In 1989, driven by a quiet but powerful dream, Jenkins set off on a 7,000-kilometre journey through Sri Lanka, Nepal, and finally India.
He wasn’t searching for land alone; he was searching for a philosophy. When he arrived in Kodaikanal and found these 70 acres, he knew this was the place where learning could truly breathe.
A campus without pressure, rankings or fear
From the start, Sholai School chose to move against the tide. Only 60 children are admitted, ensuring deep connections rather than competition.
There are no ranks, no rat race, and no pressure to outperform peers. Here, mistakes aren’t treated as failures — they’re seen as acts of courage. Learning doesn’t always happen inside four walls. A laboratory might be a farm, a forest trail, or a hands-on sustainability project.
Teachers, too, step away from traditional hierarchies.

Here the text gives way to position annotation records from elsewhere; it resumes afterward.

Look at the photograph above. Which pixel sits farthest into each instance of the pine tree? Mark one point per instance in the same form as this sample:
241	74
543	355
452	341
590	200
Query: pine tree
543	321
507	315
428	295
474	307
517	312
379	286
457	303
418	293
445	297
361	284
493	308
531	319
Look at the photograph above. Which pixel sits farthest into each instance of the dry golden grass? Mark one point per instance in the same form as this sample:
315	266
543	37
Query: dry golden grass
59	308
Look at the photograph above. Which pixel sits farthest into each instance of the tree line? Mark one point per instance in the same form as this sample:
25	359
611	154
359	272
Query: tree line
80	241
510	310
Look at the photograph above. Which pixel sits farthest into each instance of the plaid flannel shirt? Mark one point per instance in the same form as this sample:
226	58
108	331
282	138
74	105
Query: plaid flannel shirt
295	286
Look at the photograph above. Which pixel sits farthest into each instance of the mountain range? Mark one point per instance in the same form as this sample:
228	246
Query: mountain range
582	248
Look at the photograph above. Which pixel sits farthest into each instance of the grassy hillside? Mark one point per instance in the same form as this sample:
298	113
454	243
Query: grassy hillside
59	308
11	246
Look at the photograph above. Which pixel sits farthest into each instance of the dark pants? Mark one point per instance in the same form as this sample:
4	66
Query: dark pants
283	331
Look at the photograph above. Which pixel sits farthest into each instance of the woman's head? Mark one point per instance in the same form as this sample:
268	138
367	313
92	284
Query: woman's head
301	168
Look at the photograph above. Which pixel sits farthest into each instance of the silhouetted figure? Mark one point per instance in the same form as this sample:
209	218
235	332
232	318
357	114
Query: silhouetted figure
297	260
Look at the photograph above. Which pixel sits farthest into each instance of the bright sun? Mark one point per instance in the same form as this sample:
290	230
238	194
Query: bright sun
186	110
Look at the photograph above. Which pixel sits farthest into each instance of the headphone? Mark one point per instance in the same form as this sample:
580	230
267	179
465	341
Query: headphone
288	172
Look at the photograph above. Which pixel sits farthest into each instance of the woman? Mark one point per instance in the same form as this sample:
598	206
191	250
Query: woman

They are not gurus on pedestals but companions in learning and mentors who walk alongside children, guiding them not just on how to succeed but on how to live with integrity and awareness.
Learning to live, not just to win
At Sholai, the goal is never to chase marks or medals. Whether it’s choosing between a football match and an exam date or prioritising real-world problem-solving over rote memorisation, the focus remains on living fully in the moment.
Children learn resilience, empathy, teamwork, and self-belief — lessons that no textbook can fully capture.
Sholai School reminds us that education doesn’t begin and end with books. It unfolds through lived experiences, meaningful work, and freedom of thought.
By trusting children to think independently and engage deeply with the world around them, the school nurtures changemakers, young people who are equipped not just to navigate life but to improve it.
In a world obsessed with outcomes, Sholai dares to slow down, giving children the rare freedom to learn with wonder, live with purpose, and grow into themselves wholeheartedly.